Snowflake has added a new LLM to its enterprise use cases after open-sourcing the Arctic series of text embedding models. Snowflake Arctic sets new standards for openness and enterprise-level performance.
Arctic is designed with a unique Mixture-of-Experts (MoE) architecture that provides top-level optimization for complex enterprise workloads, surpassing multiple industry benchmarks in SQL code generation, instruction adherence, and more.
Arctic's unique MoE design enhances training system and model performance through carefully designed, custom data compositions tailored to enterprise needs. With breakthrough efficiency, Arctic activates only 17 out of 480 billion parameters at a time, achieving industry-leading quality and unprecedented token efficiency.
"Despite the computing budget being reduced to one-sixteenth of the original, Arctic is on par with Llama3 70B in language understanding and reasoning, and surpasses it in enterprise metrics," said Baris Gultekin, Snowflake's AI lead.

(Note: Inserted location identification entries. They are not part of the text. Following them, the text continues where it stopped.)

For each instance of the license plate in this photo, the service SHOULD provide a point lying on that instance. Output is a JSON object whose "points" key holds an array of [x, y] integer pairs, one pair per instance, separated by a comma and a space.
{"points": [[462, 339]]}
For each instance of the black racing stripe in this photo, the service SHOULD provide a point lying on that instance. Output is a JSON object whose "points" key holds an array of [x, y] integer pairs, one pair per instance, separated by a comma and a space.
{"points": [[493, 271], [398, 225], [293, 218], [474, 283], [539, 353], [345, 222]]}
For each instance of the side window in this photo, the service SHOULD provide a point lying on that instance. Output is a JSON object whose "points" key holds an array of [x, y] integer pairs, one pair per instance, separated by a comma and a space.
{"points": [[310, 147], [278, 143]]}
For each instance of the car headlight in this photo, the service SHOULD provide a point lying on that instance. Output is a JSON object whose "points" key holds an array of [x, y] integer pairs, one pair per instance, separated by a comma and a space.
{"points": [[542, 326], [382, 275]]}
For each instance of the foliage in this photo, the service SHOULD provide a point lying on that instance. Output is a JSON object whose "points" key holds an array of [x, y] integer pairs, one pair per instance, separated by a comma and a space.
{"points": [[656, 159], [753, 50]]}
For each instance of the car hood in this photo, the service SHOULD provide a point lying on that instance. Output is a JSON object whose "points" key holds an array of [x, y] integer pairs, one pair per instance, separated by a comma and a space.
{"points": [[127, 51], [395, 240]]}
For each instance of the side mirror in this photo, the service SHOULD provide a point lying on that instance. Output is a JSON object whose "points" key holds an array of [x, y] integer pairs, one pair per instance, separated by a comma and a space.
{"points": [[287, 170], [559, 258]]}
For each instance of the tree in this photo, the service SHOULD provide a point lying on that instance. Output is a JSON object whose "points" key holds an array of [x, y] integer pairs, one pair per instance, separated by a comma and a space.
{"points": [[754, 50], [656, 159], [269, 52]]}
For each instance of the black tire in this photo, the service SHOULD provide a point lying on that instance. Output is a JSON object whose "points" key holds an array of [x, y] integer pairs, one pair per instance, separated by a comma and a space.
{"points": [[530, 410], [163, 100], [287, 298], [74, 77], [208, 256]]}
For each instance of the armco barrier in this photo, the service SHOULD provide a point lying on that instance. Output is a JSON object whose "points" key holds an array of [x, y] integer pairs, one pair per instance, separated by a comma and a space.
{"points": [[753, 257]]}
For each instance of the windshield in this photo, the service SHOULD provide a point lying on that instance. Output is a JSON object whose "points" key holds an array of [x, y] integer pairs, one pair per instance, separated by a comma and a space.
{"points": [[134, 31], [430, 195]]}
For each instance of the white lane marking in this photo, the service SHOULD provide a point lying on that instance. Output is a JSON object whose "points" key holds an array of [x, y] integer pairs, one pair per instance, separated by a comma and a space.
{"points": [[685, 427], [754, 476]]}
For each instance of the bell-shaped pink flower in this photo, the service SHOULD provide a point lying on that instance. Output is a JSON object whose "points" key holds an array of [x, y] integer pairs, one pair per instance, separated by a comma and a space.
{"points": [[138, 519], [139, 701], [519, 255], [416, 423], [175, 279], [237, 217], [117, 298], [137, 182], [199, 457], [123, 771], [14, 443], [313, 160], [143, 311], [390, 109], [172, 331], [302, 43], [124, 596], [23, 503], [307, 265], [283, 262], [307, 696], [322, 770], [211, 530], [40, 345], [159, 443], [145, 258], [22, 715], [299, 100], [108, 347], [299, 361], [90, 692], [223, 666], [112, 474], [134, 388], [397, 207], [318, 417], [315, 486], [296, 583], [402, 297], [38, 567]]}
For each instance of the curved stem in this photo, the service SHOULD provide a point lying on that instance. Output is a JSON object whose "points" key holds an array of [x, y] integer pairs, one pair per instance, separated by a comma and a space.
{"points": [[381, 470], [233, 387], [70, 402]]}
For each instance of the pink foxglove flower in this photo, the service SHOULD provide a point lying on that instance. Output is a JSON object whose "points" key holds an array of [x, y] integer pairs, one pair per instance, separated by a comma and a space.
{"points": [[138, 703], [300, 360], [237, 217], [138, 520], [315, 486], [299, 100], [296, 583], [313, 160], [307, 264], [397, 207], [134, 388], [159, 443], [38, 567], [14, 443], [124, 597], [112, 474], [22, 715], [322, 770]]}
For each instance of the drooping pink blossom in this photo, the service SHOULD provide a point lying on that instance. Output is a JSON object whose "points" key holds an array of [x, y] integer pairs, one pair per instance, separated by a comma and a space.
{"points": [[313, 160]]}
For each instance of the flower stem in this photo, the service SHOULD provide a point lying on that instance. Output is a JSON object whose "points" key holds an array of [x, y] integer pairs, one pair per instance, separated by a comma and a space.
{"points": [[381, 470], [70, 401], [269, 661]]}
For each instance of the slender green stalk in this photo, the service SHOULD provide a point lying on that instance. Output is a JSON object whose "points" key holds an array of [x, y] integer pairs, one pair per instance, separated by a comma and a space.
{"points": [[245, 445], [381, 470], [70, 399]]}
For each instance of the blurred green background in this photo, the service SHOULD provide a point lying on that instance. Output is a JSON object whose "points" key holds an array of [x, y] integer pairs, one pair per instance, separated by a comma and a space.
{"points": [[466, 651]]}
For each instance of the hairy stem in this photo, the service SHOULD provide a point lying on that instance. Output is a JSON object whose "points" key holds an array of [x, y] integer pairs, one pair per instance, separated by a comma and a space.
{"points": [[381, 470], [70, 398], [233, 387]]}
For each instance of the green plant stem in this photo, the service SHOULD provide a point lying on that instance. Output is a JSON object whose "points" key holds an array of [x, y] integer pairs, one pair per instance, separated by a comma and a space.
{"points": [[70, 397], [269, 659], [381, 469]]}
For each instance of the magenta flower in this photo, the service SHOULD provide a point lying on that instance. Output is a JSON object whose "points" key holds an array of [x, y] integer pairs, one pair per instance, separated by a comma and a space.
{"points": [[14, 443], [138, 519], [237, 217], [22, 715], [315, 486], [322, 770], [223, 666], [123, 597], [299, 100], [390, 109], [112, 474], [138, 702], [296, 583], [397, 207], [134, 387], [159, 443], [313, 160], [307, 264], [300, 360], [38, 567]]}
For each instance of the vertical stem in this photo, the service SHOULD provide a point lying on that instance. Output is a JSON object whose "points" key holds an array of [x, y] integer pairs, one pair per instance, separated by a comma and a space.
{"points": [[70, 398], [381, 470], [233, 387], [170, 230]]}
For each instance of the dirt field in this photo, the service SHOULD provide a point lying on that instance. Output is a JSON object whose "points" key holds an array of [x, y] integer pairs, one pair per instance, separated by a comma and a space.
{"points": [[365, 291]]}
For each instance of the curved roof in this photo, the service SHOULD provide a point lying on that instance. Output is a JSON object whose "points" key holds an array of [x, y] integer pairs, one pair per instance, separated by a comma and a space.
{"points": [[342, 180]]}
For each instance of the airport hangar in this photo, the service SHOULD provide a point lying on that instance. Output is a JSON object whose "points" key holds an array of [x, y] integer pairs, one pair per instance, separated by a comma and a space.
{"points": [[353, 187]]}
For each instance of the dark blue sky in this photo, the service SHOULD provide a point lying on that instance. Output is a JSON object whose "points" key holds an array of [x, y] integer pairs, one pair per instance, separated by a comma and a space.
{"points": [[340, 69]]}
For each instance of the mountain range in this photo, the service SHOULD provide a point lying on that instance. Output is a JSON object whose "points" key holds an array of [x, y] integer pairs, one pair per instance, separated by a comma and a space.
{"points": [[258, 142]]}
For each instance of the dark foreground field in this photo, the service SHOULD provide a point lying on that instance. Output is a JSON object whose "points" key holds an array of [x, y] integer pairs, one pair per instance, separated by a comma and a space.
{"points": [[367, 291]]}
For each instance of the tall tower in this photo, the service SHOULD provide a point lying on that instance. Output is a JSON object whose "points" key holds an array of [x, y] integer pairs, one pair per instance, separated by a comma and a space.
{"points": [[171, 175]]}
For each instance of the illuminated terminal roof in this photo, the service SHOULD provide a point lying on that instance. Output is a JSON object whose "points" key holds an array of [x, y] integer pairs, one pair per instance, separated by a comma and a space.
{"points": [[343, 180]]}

Compared to other models, Arctic activates about 50% fewer parameters during inference or training than DBRX and 80% fewer than Grok-1. Additionally, it outperforms leading open-source models such as DBRX, Llama 2 70B, and Mixtral-8x7B in encoding (HumanEval+, MBPP+), SQL generation (Spider and Bird-SQL), and general language understanding (MMLU).

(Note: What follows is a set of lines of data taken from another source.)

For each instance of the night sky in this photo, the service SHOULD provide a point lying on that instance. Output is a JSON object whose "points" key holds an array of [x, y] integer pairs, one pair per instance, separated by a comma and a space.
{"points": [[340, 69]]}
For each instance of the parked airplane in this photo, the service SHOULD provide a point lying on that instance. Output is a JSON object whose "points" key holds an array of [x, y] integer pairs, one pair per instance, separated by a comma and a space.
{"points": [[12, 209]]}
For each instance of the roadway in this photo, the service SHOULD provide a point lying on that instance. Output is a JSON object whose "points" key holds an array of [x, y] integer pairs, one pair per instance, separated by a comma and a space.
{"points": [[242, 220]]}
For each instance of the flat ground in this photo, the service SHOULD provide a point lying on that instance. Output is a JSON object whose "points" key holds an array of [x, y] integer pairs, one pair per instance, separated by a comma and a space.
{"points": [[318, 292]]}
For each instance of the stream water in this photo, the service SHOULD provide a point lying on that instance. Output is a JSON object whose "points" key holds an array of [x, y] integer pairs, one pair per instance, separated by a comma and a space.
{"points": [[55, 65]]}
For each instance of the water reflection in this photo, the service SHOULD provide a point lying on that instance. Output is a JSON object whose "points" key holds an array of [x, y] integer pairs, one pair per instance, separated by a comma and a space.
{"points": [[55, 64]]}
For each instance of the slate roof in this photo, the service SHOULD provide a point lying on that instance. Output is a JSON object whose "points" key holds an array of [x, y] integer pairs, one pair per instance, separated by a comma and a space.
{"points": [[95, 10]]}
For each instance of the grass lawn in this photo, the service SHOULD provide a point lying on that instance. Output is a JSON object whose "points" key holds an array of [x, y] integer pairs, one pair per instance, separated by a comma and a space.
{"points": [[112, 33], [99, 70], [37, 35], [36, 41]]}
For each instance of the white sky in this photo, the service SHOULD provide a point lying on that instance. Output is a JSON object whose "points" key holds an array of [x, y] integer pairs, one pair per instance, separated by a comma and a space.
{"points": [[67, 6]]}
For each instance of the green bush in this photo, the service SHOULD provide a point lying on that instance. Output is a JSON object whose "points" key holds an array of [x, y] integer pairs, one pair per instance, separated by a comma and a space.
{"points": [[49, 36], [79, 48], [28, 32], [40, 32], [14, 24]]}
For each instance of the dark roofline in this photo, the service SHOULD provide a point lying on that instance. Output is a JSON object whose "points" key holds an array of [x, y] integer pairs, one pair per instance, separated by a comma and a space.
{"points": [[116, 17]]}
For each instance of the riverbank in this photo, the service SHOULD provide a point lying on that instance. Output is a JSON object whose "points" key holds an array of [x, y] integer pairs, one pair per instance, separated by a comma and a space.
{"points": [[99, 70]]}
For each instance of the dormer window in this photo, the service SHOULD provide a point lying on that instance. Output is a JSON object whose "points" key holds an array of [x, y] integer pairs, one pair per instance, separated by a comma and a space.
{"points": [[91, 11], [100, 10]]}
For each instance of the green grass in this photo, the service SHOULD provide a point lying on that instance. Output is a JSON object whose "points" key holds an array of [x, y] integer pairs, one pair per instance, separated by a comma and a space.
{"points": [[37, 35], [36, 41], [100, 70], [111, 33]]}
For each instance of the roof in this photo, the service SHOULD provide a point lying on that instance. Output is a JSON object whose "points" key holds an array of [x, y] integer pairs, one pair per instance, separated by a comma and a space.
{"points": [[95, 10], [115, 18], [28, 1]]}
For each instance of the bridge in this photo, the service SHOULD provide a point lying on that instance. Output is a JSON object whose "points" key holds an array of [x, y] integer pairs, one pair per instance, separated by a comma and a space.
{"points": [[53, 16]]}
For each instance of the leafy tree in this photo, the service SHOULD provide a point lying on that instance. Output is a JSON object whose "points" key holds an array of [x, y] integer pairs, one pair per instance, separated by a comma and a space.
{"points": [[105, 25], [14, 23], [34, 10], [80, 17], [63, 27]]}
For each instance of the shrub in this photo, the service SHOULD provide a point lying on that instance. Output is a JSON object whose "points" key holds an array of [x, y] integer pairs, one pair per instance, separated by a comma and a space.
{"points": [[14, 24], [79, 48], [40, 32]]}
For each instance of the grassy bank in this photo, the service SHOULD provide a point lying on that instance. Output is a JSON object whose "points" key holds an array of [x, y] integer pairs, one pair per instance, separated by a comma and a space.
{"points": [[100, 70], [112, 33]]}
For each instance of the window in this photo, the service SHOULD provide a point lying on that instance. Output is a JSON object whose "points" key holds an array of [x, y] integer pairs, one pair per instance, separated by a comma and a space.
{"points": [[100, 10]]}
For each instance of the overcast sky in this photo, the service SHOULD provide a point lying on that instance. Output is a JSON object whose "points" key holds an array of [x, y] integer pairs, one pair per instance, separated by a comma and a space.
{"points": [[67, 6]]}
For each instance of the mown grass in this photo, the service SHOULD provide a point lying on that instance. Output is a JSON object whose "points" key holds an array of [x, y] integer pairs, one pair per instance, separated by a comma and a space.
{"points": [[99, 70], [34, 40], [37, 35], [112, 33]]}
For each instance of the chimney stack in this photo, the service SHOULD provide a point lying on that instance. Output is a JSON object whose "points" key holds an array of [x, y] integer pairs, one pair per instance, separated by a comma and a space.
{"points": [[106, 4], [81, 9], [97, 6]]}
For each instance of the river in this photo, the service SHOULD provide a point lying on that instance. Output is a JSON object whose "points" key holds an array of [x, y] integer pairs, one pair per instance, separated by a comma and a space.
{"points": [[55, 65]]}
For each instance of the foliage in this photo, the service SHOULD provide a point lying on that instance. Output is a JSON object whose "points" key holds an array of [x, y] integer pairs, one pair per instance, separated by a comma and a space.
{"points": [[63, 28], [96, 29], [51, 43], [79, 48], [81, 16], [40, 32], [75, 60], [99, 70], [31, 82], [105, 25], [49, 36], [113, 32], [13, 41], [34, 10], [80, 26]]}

"For Snowflake, this is a milestone moment as our AI research team innovates at the forefront of AI," said Sridhar Ramaswamy, CEO of Snowflake. "We provide industry-leading intelligence and efficiency to the AI community in a truly open manner, further pushing the boundaries of what open-source AI can achieve. Our research on Arctic will significantly enhance our ability to deliver reliable and efficient AI to our customers."
Best Open-Source Model?
What's even better is that Snowflake has released the weights of Arctic, as well as the research details behind its training, under the Apache 2.0 license, establishing a new level of openness for enterprise AI technology. "With the Apache 2 licensed Snowflake Arctic embedding model series, organizations now have a more open alternative to black-box API providers like Cohere, OpenAI, or Google," said Snowflake.

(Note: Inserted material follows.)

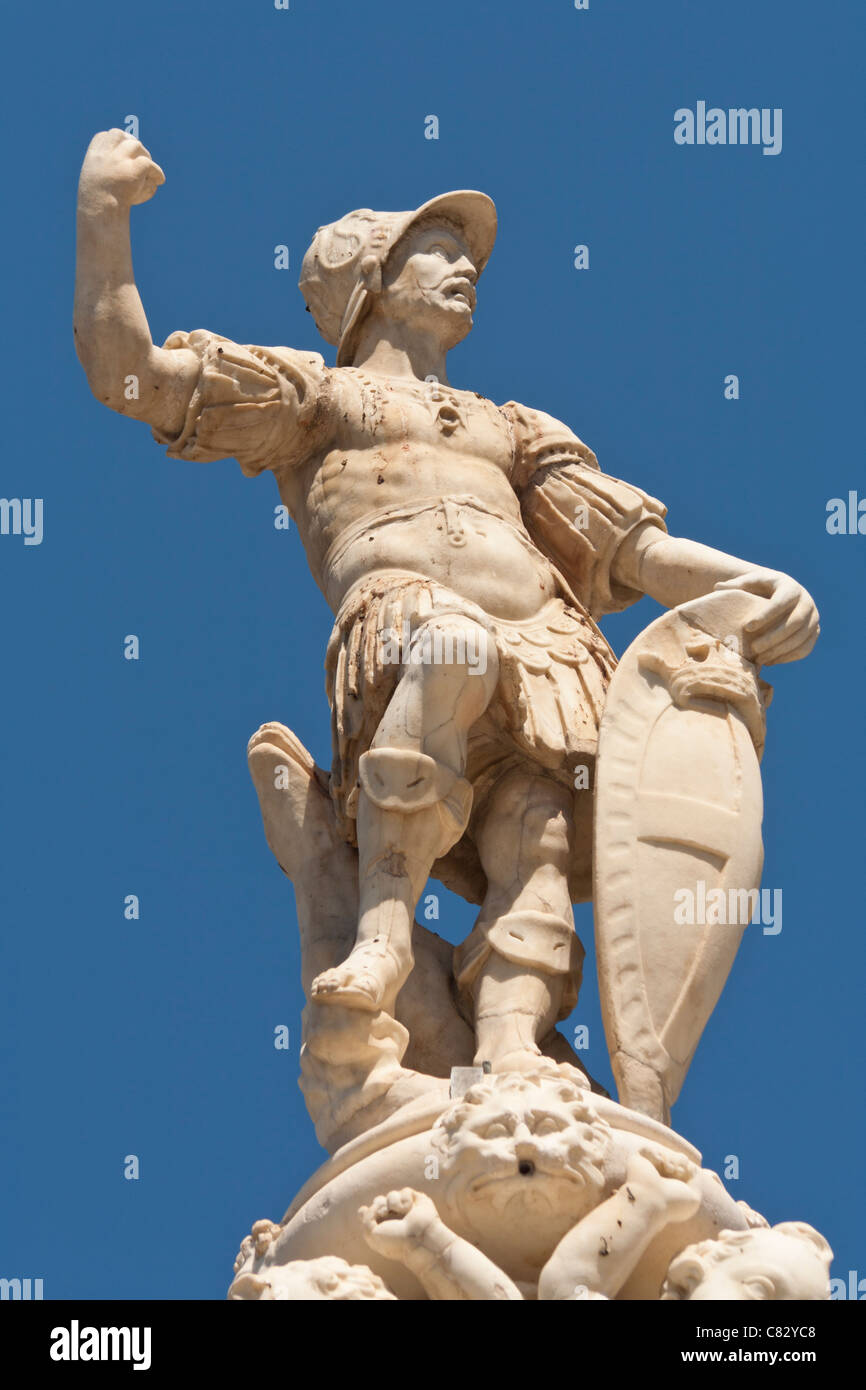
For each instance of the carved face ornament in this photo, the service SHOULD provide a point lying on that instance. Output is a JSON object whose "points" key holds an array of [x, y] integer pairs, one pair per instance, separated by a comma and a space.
{"points": [[535, 1147]]}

"The continuous development and healthy competition of open-source AI models are crucial not only for the success of Perplexity but also for the future democratization of generative AI for everyone," said Aravind Srinivas, Co-founder and CEO of Perplexity. "We look forward to experimenting with Snowflake Arctic to customize it for our products and ultimately create greater value for our end users."
As part of the Snowflake Arctic model series, Arctic is the most open LLM currently available, allowing unrestricted personal, research, and commercial use under the Apache 2.0 license. Snowflake goes further by providing code templates and flexible inference and training options, enabling users to quickly deploy and customize Arctic using their preferred frameworks, including NVIDIA NIM with NVIDIA TensorRT-LLM, vLLM, and Hugging Face.
Yoav Shoham, Co-founder and Co-CEO of AI21 Labs, said, "We are delighted to see Snowflake empowering enterprises to harness the power of open-source models, just like our recently released Jamba, the first production-grade Transformer-SSM model based on Mamba."
For immediate use, Arctic is now available in Snowflake Cortex as serverless inference, a fully managed service provided by Snowflake that offers machine learning and AI solutions in the data cloud, alongside other model libraries and directories such as Hugging Face, Lamini, Microsoft Azure, NVIDIA API Catalog, Perplexity, and Together.